I confessed to my thought. “Yes, Alice! I am afraid I did think so; though I would be a very desolate girl, I am sure, without you.”

It seemed to move her a little, this that I said. Her cheeks reddened, and she paused in her work.

“If you were older, you would know better,” said Alice. “After the last of them were gone, it was a dreary, dreary time. I rose to do my work, Miss Hester, and laid me down to sleep and forget what a lonesome woman I was. What was it you said this morning about the new day cheering you, and the fresh spirit you had when you woke, howsoever you had been at night?

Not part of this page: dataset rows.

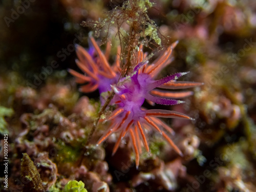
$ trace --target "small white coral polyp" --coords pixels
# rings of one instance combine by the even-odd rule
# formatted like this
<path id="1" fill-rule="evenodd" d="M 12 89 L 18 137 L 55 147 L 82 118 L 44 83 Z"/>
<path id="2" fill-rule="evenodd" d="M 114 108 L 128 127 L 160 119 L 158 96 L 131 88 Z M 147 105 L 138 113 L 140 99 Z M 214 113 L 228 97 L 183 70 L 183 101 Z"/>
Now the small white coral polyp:
<path id="1" fill-rule="evenodd" d="M 95 42 L 94 39 L 92 38 L 91 39 L 93 42 Z M 155 80 L 158 73 L 171 62 L 172 52 L 177 42 L 176 41 L 173 44 L 162 56 L 150 65 L 148 65 L 148 61 L 144 60 L 145 54 L 143 52 L 142 46 L 140 46 L 139 51 L 136 53 L 135 59 L 138 64 L 135 68 L 133 74 L 129 76 L 120 79 L 119 81 L 117 82 L 117 78 L 116 77 L 120 76 L 120 70 L 119 61 L 116 61 L 115 65 L 112 67 L 112 69 L 116 69 L 116 70 L 112 71 L 111 73 L 112 74 L 112 77 L 110 76 L 107 77 L 106 75 L 104 76 L 105 82 L 106 81 L 106 78 L 109 78 L 108 82 L 111 82 L 112 84 L 109 84 L 109 87 L 111 87 L 115 93 L 111 103 L 114 103 L 117 108 L 110 116 L 104 119 L 104 121 L 111 121 L 111 125 L 100 138 L 97 144 L 104 141 L 111 134 L 114 132 L 120 132 L 118 139 L 114 147 L 113 151 L 114 154 L 117 151 L 121 139 L 128 135 L 130 137 L 136 155 L 137 167 L 139 164 L 139 154 L 142 152 L 141 141 L 142 141 L 146 150 L 148 152 L 150 151 L 145 129 L 153 129 L 159 132 L 175 151 L 182 155 L 180 150 L 168 136 L 169 134 L 173 135 L 174 132 L 158 117 L 185 119 L 192 119 L 192 118 L 185 114 L 175 111 L 163 110 L 147 110 L 142 108 L 145 99 L 151 103 L 174 105 L 183 102 L 176 99 L 183 98 L 193 94 L 191 91 L 175 92 L 163 91 L 162 89 L 180 89 L 202 85 L 201 83 L 199 82 L 176 81 L 178 78 L 187 74 L 187 72 L 177 73 L 160 80 Z M 94 43 L 93 46 L 96 50 L 98 57 L 97 61 L 98 65 L 108 66 L 104 68 L 98 67 L 98 71 L 104 70 L 109 71 L 111 68 L 106 61 L 106 58 L 104 58 L 104 55 L 99 51 L 99 48 L 96 43 Z M 77 50 L 78 55 L 81 53 L 79 49 L 80 48 Z M 82 59 L 83 62 L 79 63 L 78 67 L 86 73 L 84 75 L 87 78 L 83 78 L 81 76 L 83 75 L 80 74 L 77 75 L 78 73 L 77 72 L 71 71 L 71 73 L 76 76 L 78 82 L 84 82 L 85 80 L 87 80 L 87 78 L 92 78 L 94 79 L 94 84 L 100 86 L 101 84 L 100 81 L 102 80 L 100 79 L 99 73 L 93 74 L 93 75 L 96 76 L 97 78 L 94 78 L 91 76 L 91 74 L 93 72 L 93 68 L 96 68 L 94 67 L 94 65 L 96 65 L 96 62 L 93 64 L 93 67 L 90 67 L 90 65 L 92 65 L 92 62 L 89 62 L 89 61 L 93 59 L 92 56 L 90 56 L 86 50 L 83 50 L 83 52 L 84 52 L 84 57 Z M 119 59 L 119 57 L 117 57 L 118 59 Z M 86 59 L 84 59 L 86 58 Z M 86 67 L 87 69 L 84 70 L 83 68 L 85 67 L 81 67 L 81 65 Z M 90 69 L 91 72 L 88 73 Z M 114 75 L 113 72 L 115 73 L 115 75 Z M 105 72 L 108 72 L 105 71 Z M 86 74 L 88 76 L 86 76 Z M 90 84 L 93 86 L 90 81 L 89 84 L 83 86 L 90 86 Z M 89 89 L 92 90 L 90 88 Z"/>

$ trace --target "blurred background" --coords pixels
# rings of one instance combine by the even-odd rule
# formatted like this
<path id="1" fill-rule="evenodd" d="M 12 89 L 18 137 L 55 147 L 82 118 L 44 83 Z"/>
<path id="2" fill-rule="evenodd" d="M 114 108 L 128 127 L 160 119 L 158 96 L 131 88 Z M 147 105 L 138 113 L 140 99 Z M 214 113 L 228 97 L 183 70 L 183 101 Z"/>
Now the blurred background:
<path id="1" fill-rule="evenodd" d="M 20 159 L 25 152 L 35 164 L 44 159 L 52 166 L 52 169 L 47 168 L 55 173 L 52 177 L 44 169 L 47 168 L 37 167 L 49 190 L 55 187 L 58 191 L 67 181 L 80 178 L 89 191 L 107 191 L 109 187 L 116 191 L 254 191 L 256 2 L 151 2 L 155 5 L 148 15 L 165 37 L 163 44 L 179 40 L 175 60 L 161 75 L 190 71 L 183 80 L 204 85 L 195 89 L 185 104 L 172 108 L 195 121 L 166 122 L 176 131 L 175 142 L 184 157 L 172 155 L 160 136 L 154 136 L 150 139 L 155 155 L 143 156 L 139 170 L 126 166 L 129 168 L 124 172 L 116 162 L 132 159 L 131 147 L 112 157 L 111 141 L 91 150 L 93 157 L 85 160 L 86 170 L 71 166 L 79 157 L 86 140 L 84 135 L 89 132 L 87 127 L 92 126 L 99 104 L 98 93 L 78 93 L 67 71 L 78 70 L 74 44 L 88 47 L 88 34 L 93 29 L 81 26 L 82 22 L 105 18 L 123 1 L 0 1 L 0 138 L 3 144 L 3 134 L 9 134 L 9 174 L 12 178 L 9 184 L 13 191 L 25 191 L 27 184 L 21 184 L 20 189 L 16 182 L 24 175 Z M 100 42 L 102 35 L 96 38 Z M 79 139 L 74 141 L 72 137 Z M 47 157 L 54 147 L 58 155 Z M 95 162 L 90 162 L 92 159 Z M 108 186 L 106 190 L 97 190 L 102 186 Z"/>

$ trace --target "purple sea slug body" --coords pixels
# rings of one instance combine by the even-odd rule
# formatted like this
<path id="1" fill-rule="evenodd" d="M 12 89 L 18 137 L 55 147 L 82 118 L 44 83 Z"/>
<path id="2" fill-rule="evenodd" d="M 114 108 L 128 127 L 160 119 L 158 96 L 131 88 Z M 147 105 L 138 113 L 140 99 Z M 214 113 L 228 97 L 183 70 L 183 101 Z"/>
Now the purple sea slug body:
<path id="1" fill-rule="evenodd" d="M 92 41 L 93 42 L 93 41 Z M 177 42 L 176 41 L 173 44 L 164 54 L 157 59 L 156 61 L 150 65 L 148 65 L 148 61 L 144 60 L 145 55 L 143 52 L 142 46 L 140 46 L 135 57 L 136 61 L 138 65 L 135 68 L 132 74 L 120 79 L 117 82 L 117 81 L 116 81 L 117 79 L 116 79 L 115 77 L 120 75 L 121 71 L 119 70 L 119 63 L 117 65 L 117 61 L 116 61 L 115 64 L 113 66 L 112 68 L 118 69 L 112 71 L 113 73 L 111 74 L 111 76 L 104 76 L 105 78 L 108 78 L 108 83 L 110 83 L 109 87 L 108 87 L 108 89 L 110 87 L 115 93 L 111 103 L 115 104 L 117 108 L 110 116 L 103 120 L 104 121 L 111 121 L 111 123 L 110 127 L 99 140 L 97 144 L 104 141 L 111 134 L 114 132 L 120 132 L 119 137 L 114 147 L 113 151 L 114 154 L 116 152 L 122 138 L 126 135 L 128 135 L 130 137 L 130 140 L 133 144 L 133 150 L 136 155 L 136 164 L 137 167 L 139 164 L 139 154 L 142 152 L 141 141 L 142 141 L 147 152 L 150 152 L 145 129 L 153 129 L 159 132 L 175 151 L 182 155 L 180 150 L 168 136 L 169 134 L 172 135 L 174 134 L 174 131 L 158 117 L 185 119 L 192 119 L 192 118 L 185 114 L 175 111 L 163 110 L 147 110 L 142 108 L 145 99 L 151 103 L 174 105 L 183 102 L 176 99 L 183 98 L 193 94 L 191 91 L 175 92 L 163 91 L 157 88 L 179 89 L 202 85 L 201 83 L 199 82 L 176 81 L 177 79 L 185 75 L 187 72 L 177 73 L 160 80 L 155 80 L 158 73 L 171 61 L 171 54 Z M 94 46 L 96 48 L 95 45 Z M 102 58 L 104 55 L 99 51 L 99 48 L 98 51 L 97 49 L 96 50 L 98 56 L 100 58 L 99 60 L 101 62 L 106 60 Z M 79 53 L 79 50 L 78 51 Z M 78 53 L 78 55 L 79 54 Z M 85 53 L 85 54 L 87 54 Z M 78 57 L 79 57 L 79 56 Z M 119 58 L 117 59 L 119 59 Z M 82 64 L 88 65 L 88 62 L 78 63 L 78 66 L 82 70 L 82 67 L 81 67 Z M 104 70 L 111 70 L 110 67 L 108 69 L 106 68 Z M 83 71 L 87 72 L 86 71 L 87 70 Z M 70 72 L 78 78 L 78 79 L 79 78 L 81 79 L 82 79 L 82 77 L 76 75 L 78 73 L 73 71 Z M 109 72 L 110 72 L 110 71 Z M 92 78 L 91 76 L 92 73 L 87 73 L 89 76 L 86 76 L 86 77 Z M 93 74 L 93 75 L 95 76 L 97 74 Z M 97 77 L 99 76 L 97 76 Z M 98 77 L 97 79 L 94 78 L 94 80 L 97 79 L 98 81 L 95 81 L 94 84 L 97 84 L 99 89 L 99 78 Z M 105 82 L 107 81 L 105 80 Z M 84 86 L 88 86 L 88 87 L 91 86 L 89 91 L 92 90 L 91 87 L 93 86 L 93 84 L 90 83 L 91 82 L 89 85 Z M 94 89 L 95 88 L 93 89 Z"/>

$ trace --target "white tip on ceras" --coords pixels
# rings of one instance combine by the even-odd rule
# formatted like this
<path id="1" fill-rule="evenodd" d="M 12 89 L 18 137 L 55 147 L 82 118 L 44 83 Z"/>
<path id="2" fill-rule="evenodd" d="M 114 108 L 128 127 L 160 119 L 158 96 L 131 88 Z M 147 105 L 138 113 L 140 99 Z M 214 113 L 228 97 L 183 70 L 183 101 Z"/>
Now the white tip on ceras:
<path id="1" fill-rule="evenodd" d="M 110 85 L 110 87 L 111 87 L 112 90 L 114 91 L 114 93 L 118 95 L 120 94 L 120 91 L 118 90 L 118 89 L 116 87 L 112 86 L 112 84 Z"/>

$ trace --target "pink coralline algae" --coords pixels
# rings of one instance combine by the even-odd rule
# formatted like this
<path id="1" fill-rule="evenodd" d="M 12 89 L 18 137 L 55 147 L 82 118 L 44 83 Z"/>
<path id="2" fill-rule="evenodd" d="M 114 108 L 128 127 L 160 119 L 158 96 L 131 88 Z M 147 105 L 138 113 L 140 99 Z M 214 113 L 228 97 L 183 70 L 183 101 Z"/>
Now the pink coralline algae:
<path id="1" fill-rule="evenodd" d="M 158 73 L 172 61 L 172 52 L 177 44 L 173 44 L 152 64 L 145 61 L 146 54 L 140 46 L 135 55 L 137 63 L 130 75 L 117 79 L 120 76 L 120 59 L 117 57 L 115 63 L 110 67 L 105 55 L 100 50 L 93 38 L 91 39 L 97 56 L 93 58 L 92 54 L 80 46 L 77 47 L 77 54 L 79 60 L 78 67 L 86 74 L 82 75 L 73 70 L 70 72 L 76 77 L 77 82 L 89 83 L 83 86 L 81 91 L 88 92 L 99 89 L 100 93 L 112 89 L 115 93 L 111 103 L 116 109 L 108 117 L 102 120 L 111 121 L 109 128 L 98 141 L 99 144 L 111 134 L 119 132 L 120 135 L 114 147 L 113 154 L 118 148 L 122 139 L 128 135 L 133 144 L 136 155 L 136 164 L 139 164 L 139 154 L 142 152 L 141 141 L 147 152 L 150 152 L 146 137 L 146 130 L 155 130 L 159 132 L 166 140 L 180 155 L 181 151 L 168 136 L 174 135 L 174 131 L 158 117 L 175 118 L 193 119 L 187 115 L 173 111 L 164 110 L 146 110 L 142 107 L 146 99 L 150 103 L 174 105 L 183 101 L 177 100 L 189 95 L 191 91 L 171 92 L 163 90 L 175 90 L 200 86 L 201 83 L 189 81 L 177 81 L 177 79 L 187 72 L 176 73 L 159 80 L 155 80 Z M 103 82 L 104 82 L 104 83 Z M 107 84 L 106 84 L 107 83 Z M 104 86 L 104 88 L 101 86 Z M 157 88 L 161 88 L 159 89 Z"/>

I know what that is – but after my troubles, when I opened my eyes, and saw the daylight, it made me sick – I used to turn my face to the wall, and wish and wish that I might sleep on, and never wake to think about what had befallen me; but still I lived, and still I lived, and the breakfast and the dinner and the common ways were what God had appointed me. If I said life was trouble and sorrow, would you like it better than when its only comfort was quiet, and reading books as it is with you?”

“But it was not all trouble and sorrow, Alice, in these ten years?”